It takes a special person to jump into a freezing Pennsylvania lake in February and pay good money to do it.
But that’s what organizers of the Laurel Highlands Polar Plunge are counting on.
If people donate to Special Olympics of Pennsylvania, they can go jump in a lake Feb. 8.
The Polar Plunge benefits Special Olympics Pennsylvania and the thousands of children and adults with intellectual disabilities.
“We are expecting as many as 500 to 600 plungers and a total of 1,500 people to take part in the event,” said Paula Eppley-Newman, event coordinator.
While spectators are more than welcome to attend, they will be asked to park in the parking lot at North American Hoganas at 111 Hoganas Way near Hollsopple.
“There will be three shuttle buses running a continuous loop to the event,” Eppley-Newman said. “That leaves on-site parking for the plungers.”
Spectators are admitted free.
The Laurel Highlands Polar Plunge, in its third year, has become the event to kick off the annual Winter Games.
“These brave individuals will be “freezin’ for a reason” as they take the plunge into the cold waters of the Que,” Eppley-Newman said.
Last year, $60,000 was raised and organizers have set a goal of $75,000 for this year’s event.
There is a minimum donation for each plunger of $50.
For people who want to help but are not ready to take the plunge, organizers are encouraging them to raise a minimum of $50 for a Too Chicken to Plunge donation.
People may preregister by visiting plungepa.org and selecting the Laurel Highlands Plunge.

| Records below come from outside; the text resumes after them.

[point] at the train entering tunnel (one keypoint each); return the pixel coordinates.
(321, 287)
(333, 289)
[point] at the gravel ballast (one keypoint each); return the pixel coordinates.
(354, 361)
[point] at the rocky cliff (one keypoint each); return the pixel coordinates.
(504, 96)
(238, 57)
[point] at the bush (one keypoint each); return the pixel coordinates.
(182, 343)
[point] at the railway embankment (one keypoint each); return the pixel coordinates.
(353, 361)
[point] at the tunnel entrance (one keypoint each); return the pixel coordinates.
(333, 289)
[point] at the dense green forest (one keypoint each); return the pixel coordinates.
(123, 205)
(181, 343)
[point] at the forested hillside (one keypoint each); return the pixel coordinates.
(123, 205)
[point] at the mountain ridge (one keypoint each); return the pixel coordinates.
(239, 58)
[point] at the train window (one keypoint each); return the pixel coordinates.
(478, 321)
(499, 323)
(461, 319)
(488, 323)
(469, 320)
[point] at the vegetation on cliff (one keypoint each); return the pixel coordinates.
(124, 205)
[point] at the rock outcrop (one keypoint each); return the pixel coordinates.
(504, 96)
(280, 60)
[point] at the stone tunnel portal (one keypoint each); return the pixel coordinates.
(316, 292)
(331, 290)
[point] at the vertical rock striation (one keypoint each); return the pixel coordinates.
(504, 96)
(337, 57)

For those brave souls who wait until the last moment to sign up, registration begins at 9:30 a.m. at the pavilion. People also will have an opportunity to enjoy Plunge Town, which will feature free food, warm beverages, music and games prior to the 1 p.m. immersion.
“We have four bands playing and Scottish bagpiper Jeff DeLisa will lead each plunge wave to the water for their dip,” Eppley-Newman said. “There will be warming tents and heated changing tents for men and women.”
Honorary chairwomen for the event are Somerset County District Attorney Lisa Lazarri-Strasiser and Cambria County District Attorney Kelly Callihan.
“This is one cold case that each of these women can unravel,” Eppley-Newman said. “There are hints that one or maybe both will take the plunge.”
Just in case, Swift Water Rescue and Conemaugh Township EMS will provide safety in the water and will be standing by in the event of some unforeseen incident.
“Students from Pitt-Johns-town have been saving their meal tickets and donated the food, and the Sheetz hot beverage truck will be on hand to dispense warm drinks,” Eppley-Newman said. “No matter what the weather conditions, the water temperature beneath the ice is always 34 degrees.”